October 17, 2013

The Portuguese pulp and paper industry: myths and reality.

The Portuguese paper industry holds some myths, frequently advertised by some opinion makers. Are such myths real?

1.     The weight of the paper industry in the national economy and, in particular, in the exports, has been the most common belief lately.

If, on one hand, it highlights the contribution of the paper industry in the economy, on the other there is a sharp decrease in the weight of all the forest-based industries in the Gross Domestic Product (GDP) - which was already in decline over the last decade. The weight of the forest-based industries in GDP was 2.2% in 2000 and in 2010 it was only 1.3%. The advertised weight of 3.0% of GDP in the forest sector (forest + forest-based industries) for 2000 is reduced in 2010 for only 1.8%.

The importance of the forest-based industry in the exports gross value corresponds to the increased weight of imports of wood. Part of those Imports comes from countries with dubious management rules on their natural resources.

The increase of business profitability on the forest-based industry has been joined by a sharp decline in the forestry business; with the business risk transfer to hundreds of thousands of private forest owners engaged in the roundwood production (families and rural communities hold 92% of the forest areas in Portugal, 60% of farms have less than 5 hectares). At the end of the chain, the risk is supported by the Society. The lack of business expectations in the forests leads to the absence of forest management. The absence of forest management has serious consequences on forest fires, with devastating effects on the statistics of burned forest areas. The Society annually supports high economic costs and huge environmental and social impacts caused by forest fires in Portugal.
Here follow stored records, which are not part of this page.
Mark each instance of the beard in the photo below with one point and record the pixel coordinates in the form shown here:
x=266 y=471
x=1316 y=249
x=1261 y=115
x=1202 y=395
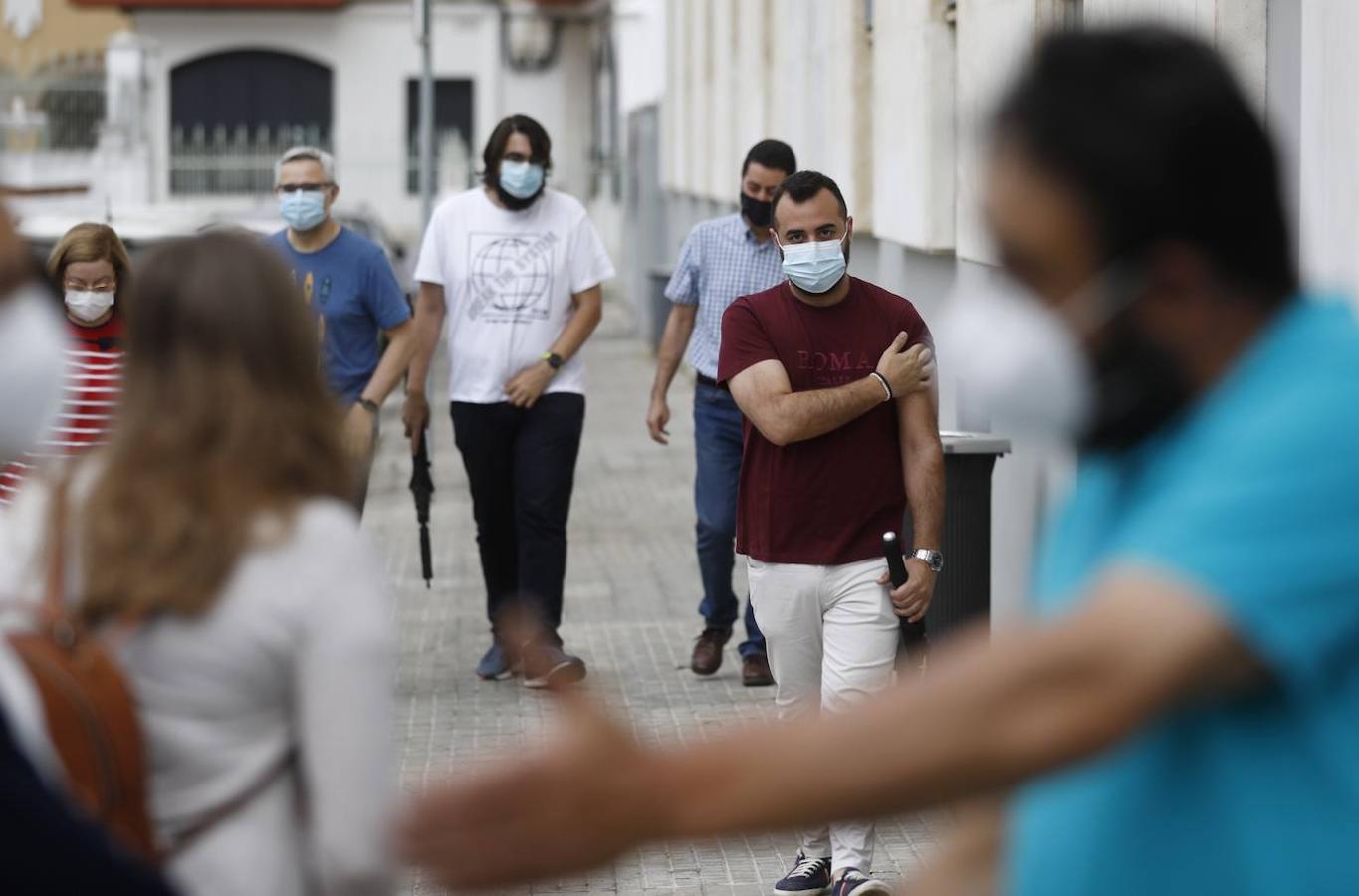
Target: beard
x=513 y=203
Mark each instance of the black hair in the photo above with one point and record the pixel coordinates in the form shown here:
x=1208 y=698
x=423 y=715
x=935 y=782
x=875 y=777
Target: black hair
x=802 y=186
x=771 y=154
x=1154 y=133
x=539 y=141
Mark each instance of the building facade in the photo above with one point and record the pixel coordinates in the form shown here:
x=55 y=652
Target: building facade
x=889 y=97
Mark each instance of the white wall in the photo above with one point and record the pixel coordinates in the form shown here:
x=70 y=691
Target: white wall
x=912 y=112
x=640 y=43
x=1329 y=143
x=1237 y=27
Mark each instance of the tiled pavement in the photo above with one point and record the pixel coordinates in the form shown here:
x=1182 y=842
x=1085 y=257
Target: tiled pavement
x=632 y=590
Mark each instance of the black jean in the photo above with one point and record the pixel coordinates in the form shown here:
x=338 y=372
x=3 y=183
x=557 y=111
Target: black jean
x=521 y=468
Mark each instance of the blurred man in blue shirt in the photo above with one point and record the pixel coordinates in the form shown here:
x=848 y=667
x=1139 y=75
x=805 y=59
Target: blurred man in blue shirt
x=721 y=260
x=1184 y=714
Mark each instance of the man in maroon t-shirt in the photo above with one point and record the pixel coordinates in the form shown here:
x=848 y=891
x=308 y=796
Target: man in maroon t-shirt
x=834 y=378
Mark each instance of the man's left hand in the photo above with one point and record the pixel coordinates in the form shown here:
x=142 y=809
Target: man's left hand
x=528 y=385
x=911 y=601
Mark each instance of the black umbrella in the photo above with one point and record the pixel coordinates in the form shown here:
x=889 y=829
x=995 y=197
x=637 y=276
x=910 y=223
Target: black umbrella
x=915 y=640
x=421 y=486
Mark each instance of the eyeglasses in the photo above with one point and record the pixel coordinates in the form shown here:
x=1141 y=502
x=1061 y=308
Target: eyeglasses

Currently, the domestic pulp and paper industry has a very poor auto supplying capacity; rounding 20% (around 16% is Group Portucel Soporcel).

The presence of the pulp and paper industry in the forest (the area of ​​greatest business risk) is continuously decreasing. Only in the last decade eucalyptus areas held by the pulp and paper industry decreased more than 34 000 hectares. There seems to be a progressive disinvestment in the forest and, consequently, a business risk transfer to the hundreds of thousands of families that contribute to supply this industry.

2.     The excellence management awards are another myth.

For this “excellence” in management evaluation, the unilateral imposition of the roundwood prices to the forest owners has been contributed greatly. Such imposition by the pulp and paper industry is protected by the State, in complete contradiction to the principles of equity and healthy functioning of the markets. The luxury of cogeneration profits, guaranteed by the State, has constituted a favorable factor to a good performance management result.

It’s also important to notice that, in 2010 and 2011, Portucel achieved extraordinary overall revenues of about 50 million Euros, generated by tax benefits granted by the State.

3.     The performance in innovation.

The area of eucalyptus in Portugal has increased ten times in the last 50 years (currently the fifth largest in the world), but the national average productivity is the same today as it was previously registered in 1928. The pulp and paper industry had invested in R&D in the past, but currently it has almost abandoned this area, focusing on the quantity instead of quality. However, the risks of quantity production have been assumed by the Society.

After all, everything suggests that the myths associated to the pulp and paper industry in Portugal are nothing but myths. In fact, successive governments have protected the economic interests of shareholders, and its headquarters fiscally addressed in the Netherlands. This state protection is performed on the detriment of families, forests and Territory.

Surely, this is not the type of investment and unsustainable extraction Acréscimo advocates for forest areas and the forest-based industry in Portugal.

Acréscimo is a non-governmental organization that promotes sustainable and socially responsible forest investment. The association is seriously concerned about the high risk of forest fires related to this investment as well as the responsibilities of forest-based industry in promoting this risk (with the complicity of the state) besides a healthy and competitive functioning of markets.